Le président de l’UTICA, Samir Majoul a vivement critiqué lors de son passage sur Mosaïque Fm ce mercredi 14 février 2018 les autorités qui ont acté le départ de Mustapha Kamel Nabli en 2012 de la tête de la Banque centrale de Tunisie.
« Pour quelles raisons l’ont-ils fait ? La situation aujourd’hui est-elle meilleure qu’en 2012 ? Qu’ils révèlent ces raisons maintenant ! », s’est interrogé le patron des patrons avant de regretter le fait qu’en Tunisie « quand on a une compétence, on l’éjecte ».
Samir Majoul affirme qu’il n’aurait pas fait ce choix s’il était au pouvoir en 2012 « nous, on veut les meilleurs à la tête des institutions de l’Etat et Nabli est une compétence mondialement reconnue » a-t-il martelé.
L’invité de Boubaker Ben Akkacha en a profité pour tacler Chedly Ayari en se demandant publiquement sur l’existence de décisions prises par la Banque centrale depuis 2012 pour relancer l’économie tunisienne : « Y a-t-il une seule mesure de relance prise par la BCT depuis 2012 ? On vit en plein enfer économique » a déploré Samir Majoul, qui a confirmé à demi mots que son organisation était pour le départ de l’actuel gouverneur de la Banque centrale et son remplacement par une personnalité « novatrice ».

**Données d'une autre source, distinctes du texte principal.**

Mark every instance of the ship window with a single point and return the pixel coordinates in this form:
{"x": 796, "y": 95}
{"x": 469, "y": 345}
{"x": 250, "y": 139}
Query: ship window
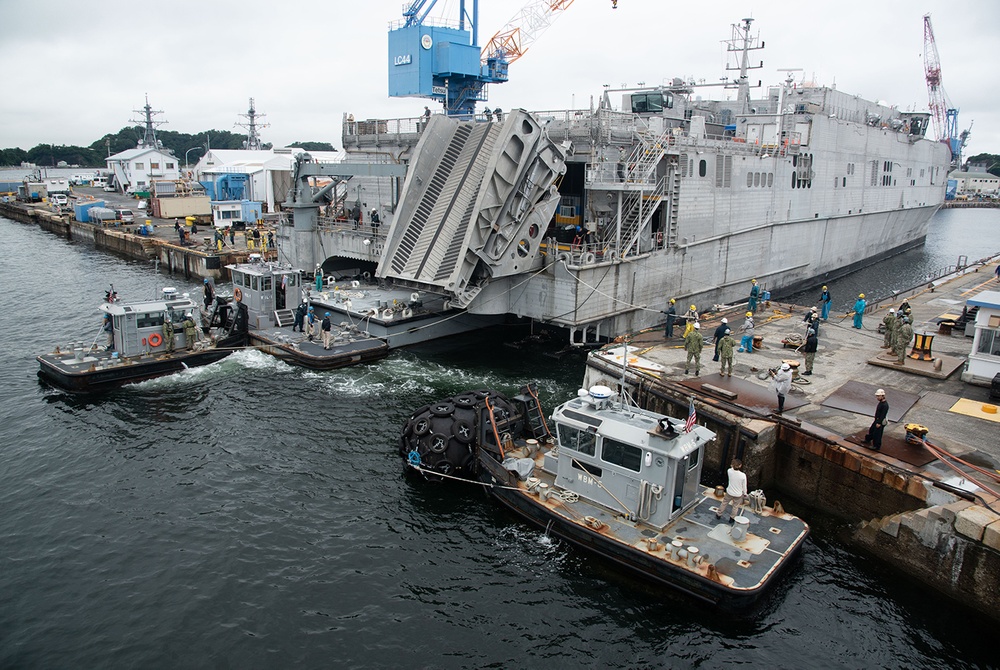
{"x": 588, "y": 468}
{"x": 989, "y": 343}
{"x": 153, "y": 320}
{"x": 576, "y": 439}
{"x": 619, "y": 453}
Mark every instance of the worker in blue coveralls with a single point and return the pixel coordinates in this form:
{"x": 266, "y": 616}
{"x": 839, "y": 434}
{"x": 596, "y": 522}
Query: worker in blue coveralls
{"x": 859, "y": 310}
{"x": 825, "y": 299}
{"x": 754, "y": 294}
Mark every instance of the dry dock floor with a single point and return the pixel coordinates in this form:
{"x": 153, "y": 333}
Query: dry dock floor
{"x": 837, "y": 400}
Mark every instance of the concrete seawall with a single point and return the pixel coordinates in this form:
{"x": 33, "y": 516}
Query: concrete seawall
{"x": 191, "y": 262}
{"x": 922, "y": 518}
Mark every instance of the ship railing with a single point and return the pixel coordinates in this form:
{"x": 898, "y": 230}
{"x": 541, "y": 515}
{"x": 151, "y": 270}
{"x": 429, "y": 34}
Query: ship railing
{"x": 609, "y": 173}
{"x": 363, "y": 230}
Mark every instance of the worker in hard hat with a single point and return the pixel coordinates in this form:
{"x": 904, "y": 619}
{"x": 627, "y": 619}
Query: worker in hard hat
{"x": 726, "y": 346}
{"x": 746, "y": 344}
{"x": 754, "y": 294}
{"x": 825, "y": 299}
{"x": 692, "y": 345}
{"x": 890, "y": 323}
{"x": 692, "y": 317}
{"x": 859, "y": 310}
{"x": 901, "y": 339}
{"x": 671, "y": 317}
{"x": 720, "y": 332}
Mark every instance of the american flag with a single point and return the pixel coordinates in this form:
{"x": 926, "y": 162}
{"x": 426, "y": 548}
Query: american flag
{"x": 692, "y": 417}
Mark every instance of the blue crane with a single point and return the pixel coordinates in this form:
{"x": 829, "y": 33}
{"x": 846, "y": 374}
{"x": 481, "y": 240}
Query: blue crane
{"x": 441, "y": 60}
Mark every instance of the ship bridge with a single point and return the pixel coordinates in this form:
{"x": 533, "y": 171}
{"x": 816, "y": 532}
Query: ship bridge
{"x": 475, "y": 205}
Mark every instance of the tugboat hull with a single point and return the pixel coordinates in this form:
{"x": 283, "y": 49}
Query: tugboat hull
{"x": 99, "y": 371}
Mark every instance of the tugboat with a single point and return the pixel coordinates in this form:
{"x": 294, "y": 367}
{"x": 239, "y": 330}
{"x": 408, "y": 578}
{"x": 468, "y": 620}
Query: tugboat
{"x": 270, "y": 293}
{"x": 144, "y": 340}
{"x": 611, "y": 478}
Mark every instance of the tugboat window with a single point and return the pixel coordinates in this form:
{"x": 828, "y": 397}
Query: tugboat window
{"x": 693, "y": 458}
{"x": 577, "y": 440}
{"x": 619, "y": 453}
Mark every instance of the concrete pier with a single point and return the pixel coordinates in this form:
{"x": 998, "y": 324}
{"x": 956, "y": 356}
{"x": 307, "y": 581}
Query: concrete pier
{"x": 196, "y": 260}
{"x": 907, "y": 506}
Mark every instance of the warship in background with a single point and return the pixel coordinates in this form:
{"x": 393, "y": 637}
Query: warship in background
{"x": 591, "y": 219}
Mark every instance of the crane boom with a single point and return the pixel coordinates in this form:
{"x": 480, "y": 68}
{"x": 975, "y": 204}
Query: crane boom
{"x": 944, "y": 114}
{"x": 516, "y": 37}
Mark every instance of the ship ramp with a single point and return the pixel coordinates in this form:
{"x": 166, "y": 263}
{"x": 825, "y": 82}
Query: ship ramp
{"x": 477, "y": 200}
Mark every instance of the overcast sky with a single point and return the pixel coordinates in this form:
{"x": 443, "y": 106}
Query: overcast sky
{"x": 74, "y": 70}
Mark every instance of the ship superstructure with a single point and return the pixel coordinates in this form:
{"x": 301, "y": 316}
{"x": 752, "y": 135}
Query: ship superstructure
{"x": 591, "y": 219}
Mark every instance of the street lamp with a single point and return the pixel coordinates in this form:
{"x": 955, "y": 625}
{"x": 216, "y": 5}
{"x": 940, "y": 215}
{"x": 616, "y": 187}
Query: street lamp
{"x": 186, "y": 164}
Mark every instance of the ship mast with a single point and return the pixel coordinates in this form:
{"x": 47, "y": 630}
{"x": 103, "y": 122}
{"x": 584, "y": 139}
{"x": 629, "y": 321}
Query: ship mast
{"x": 252, "y": 142}
{"x": 148, "y": 140}
{"x": 742, "y": 43}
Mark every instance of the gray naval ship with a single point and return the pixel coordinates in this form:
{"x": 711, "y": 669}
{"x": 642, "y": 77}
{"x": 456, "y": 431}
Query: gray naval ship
{"x": 591, "y": 219}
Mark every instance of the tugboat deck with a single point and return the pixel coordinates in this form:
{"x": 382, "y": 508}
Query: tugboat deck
{"x": 742, "y": 566}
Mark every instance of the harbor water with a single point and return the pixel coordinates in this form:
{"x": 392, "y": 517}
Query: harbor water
{"x": 250, "y": 514}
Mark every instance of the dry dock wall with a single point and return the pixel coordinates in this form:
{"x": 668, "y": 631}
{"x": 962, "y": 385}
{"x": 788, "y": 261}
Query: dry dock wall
{"x": 899, "y": 516}
{"x": 954, "y": 548}
{"x": 189, "y": 262}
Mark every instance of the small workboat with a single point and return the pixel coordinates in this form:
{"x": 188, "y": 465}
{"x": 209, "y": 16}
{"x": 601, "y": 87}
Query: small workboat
{"x": 612, "y": 478}
{"x": 139, "y": 340}
{"x": 270, "y": 292}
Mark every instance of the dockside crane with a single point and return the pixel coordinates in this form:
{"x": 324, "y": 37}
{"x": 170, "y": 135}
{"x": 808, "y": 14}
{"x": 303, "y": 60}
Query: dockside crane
{"x": 944, "y": 113}
{"x": 430, "y": 58}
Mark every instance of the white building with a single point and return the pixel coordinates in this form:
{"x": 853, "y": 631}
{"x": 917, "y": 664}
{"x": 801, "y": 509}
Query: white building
{"x": 984, "y": 359}
{"x": 982, "y": 183}
{"x": 269, "y": 171}
{"x": 135, "y": 169}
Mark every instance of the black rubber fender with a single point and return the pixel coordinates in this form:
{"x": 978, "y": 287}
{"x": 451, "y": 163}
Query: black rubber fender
{"x": 442, "y": 409}
{"x": 438, "y": 443}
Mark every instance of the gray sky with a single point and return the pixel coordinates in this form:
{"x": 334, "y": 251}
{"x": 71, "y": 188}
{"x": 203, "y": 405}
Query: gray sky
{"x": 75, "y": 70}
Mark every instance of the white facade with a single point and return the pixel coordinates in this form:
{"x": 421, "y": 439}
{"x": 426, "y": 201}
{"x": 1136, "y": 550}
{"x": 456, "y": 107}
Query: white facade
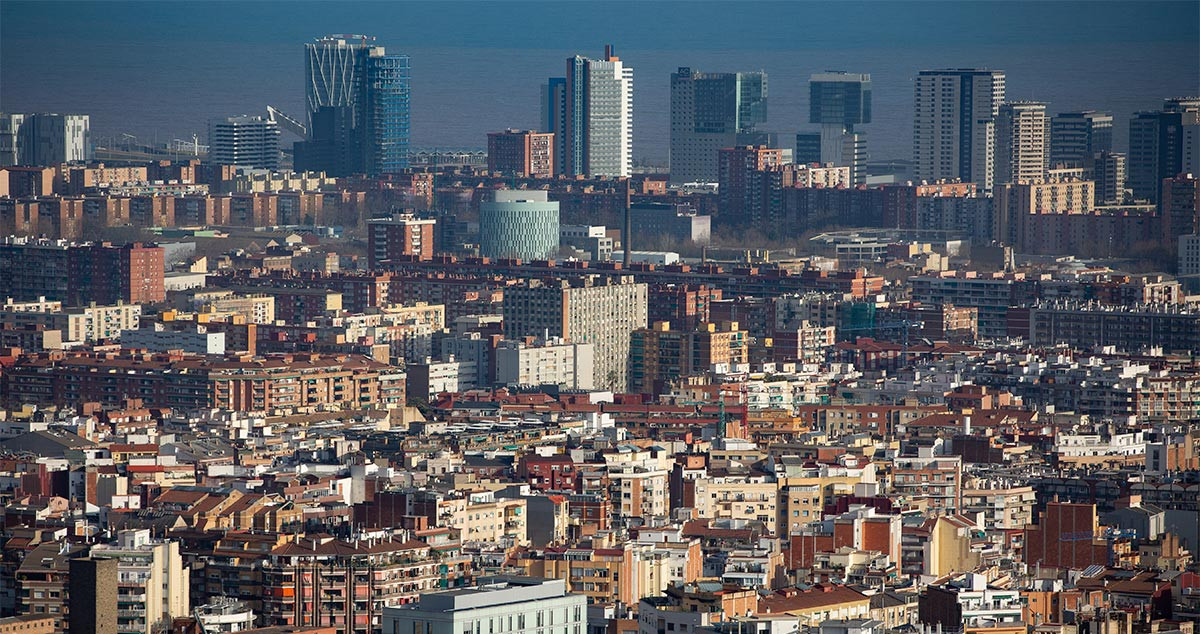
{"x": 553, "y": 363}
{"x": 509, "y": 605}
{"x": 153, "y": 581}
{"x": 954, "y": 125}
{"x": 1021, "y": 149}
{"x": 157, "y": 339}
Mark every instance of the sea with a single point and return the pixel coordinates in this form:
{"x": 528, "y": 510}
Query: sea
{"x": 160, "y": 71}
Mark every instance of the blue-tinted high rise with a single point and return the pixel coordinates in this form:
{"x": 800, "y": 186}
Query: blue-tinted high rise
{"x": 358, "y": 100}
{"x": 388, "y": 113}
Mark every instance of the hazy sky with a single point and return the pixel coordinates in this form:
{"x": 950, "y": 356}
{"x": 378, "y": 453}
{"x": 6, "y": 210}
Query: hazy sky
{"x": 163, "y": 69}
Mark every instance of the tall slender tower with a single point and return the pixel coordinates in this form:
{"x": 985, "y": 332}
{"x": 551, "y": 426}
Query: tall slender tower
{"x": 358, "y": 107}
{"x": 954, "y": 125}
{"x": 1021, "y": 142}
{"x": 838, "y": 101}
{"x": 593, "y": 112}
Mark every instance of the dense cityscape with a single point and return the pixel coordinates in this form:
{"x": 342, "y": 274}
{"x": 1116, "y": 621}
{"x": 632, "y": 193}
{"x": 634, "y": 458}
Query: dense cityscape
{"x": 299, "y": 375}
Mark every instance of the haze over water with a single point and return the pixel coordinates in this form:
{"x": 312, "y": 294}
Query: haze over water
{"x": 162, "y": 70}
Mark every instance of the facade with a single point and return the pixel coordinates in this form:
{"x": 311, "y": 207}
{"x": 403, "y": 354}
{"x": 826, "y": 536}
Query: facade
{"x": 399, "y": 237}
{"x": 1020, "y": 142}
{"x": 1078, "y": 137}
{"x": 838, "y": 102}
{"x": 497, "y": 604}
{"x": 519, "y": 223}
{"x": 1171, "y": 327}
{"x": 954, "y": 125}
{"x": 1158, "y": 147}
{"x": 153, "y": 585}
{"x": 546, "y": 363}
{"x": 601, "y": 311}
{"x": 358, "y": 108}
{"x": 594, "y": 111}
{"x": 709, "y": 112}
{"x": 748, "y": 175}
{"x": 45, "y": 139}
{"x": 245, "y": 141}
{"x": 659, "y": 354}
{"x": 673, "y": 222}
{"x": 95, "y": 597}
{"x": 521, "y": 153}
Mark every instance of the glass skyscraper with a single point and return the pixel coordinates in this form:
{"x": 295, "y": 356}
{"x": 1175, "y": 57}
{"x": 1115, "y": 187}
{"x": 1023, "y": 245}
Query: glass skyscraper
{"x": 711, "y": 112}
{"x": 358, "y": 102}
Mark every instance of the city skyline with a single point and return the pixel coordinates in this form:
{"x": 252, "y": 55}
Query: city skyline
{"x": 1132, "y": 81}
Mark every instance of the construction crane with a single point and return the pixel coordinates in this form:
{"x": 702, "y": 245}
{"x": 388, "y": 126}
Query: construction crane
{"x": 287, "y": 123}
{"x": 903, "y": 326}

Evoquant la situation économique du pays, Samir Majoul a affirmé que l’économie parallèle représentait la plus grande menace pour le pays, car elle nuit gravement à l’économie formelle et transparente, laquelle lutte désormais pour sa survie.
Dans ce sens, le patron de l’UTICA a appelé le gouvernement à soutenir les entreprises, qui représentent le « vrai trésor du pays » selon lui. En outre, M. Majoul a indiqué que son organisation était favorable à l’émission d’une nouvelle monnaie afin de réintégrer l’argent qui circule dans les réseaux parallèles dans l’économie formelle. « Nous sommes également pour le fait de permettre aux Tunisiens de posséder des comptes en devise » a ajouté le patron de l’UTICA.
Enfin, Samir Majoul a balayé d’un revers de main les lignes rouges posées par l’UGTT concernant la privatisation des entreprises publiques en affirmant non sans ironie qu’il était daltonien et que par voie de conséquent il ne voyait pas de lignes rouges : « Je n’ai pas de problèmes avec les lignes rouges, bleues ou jaunes, j’ai un problème avec le déficit chronique des institutions économique » a conclu le patron des patrons.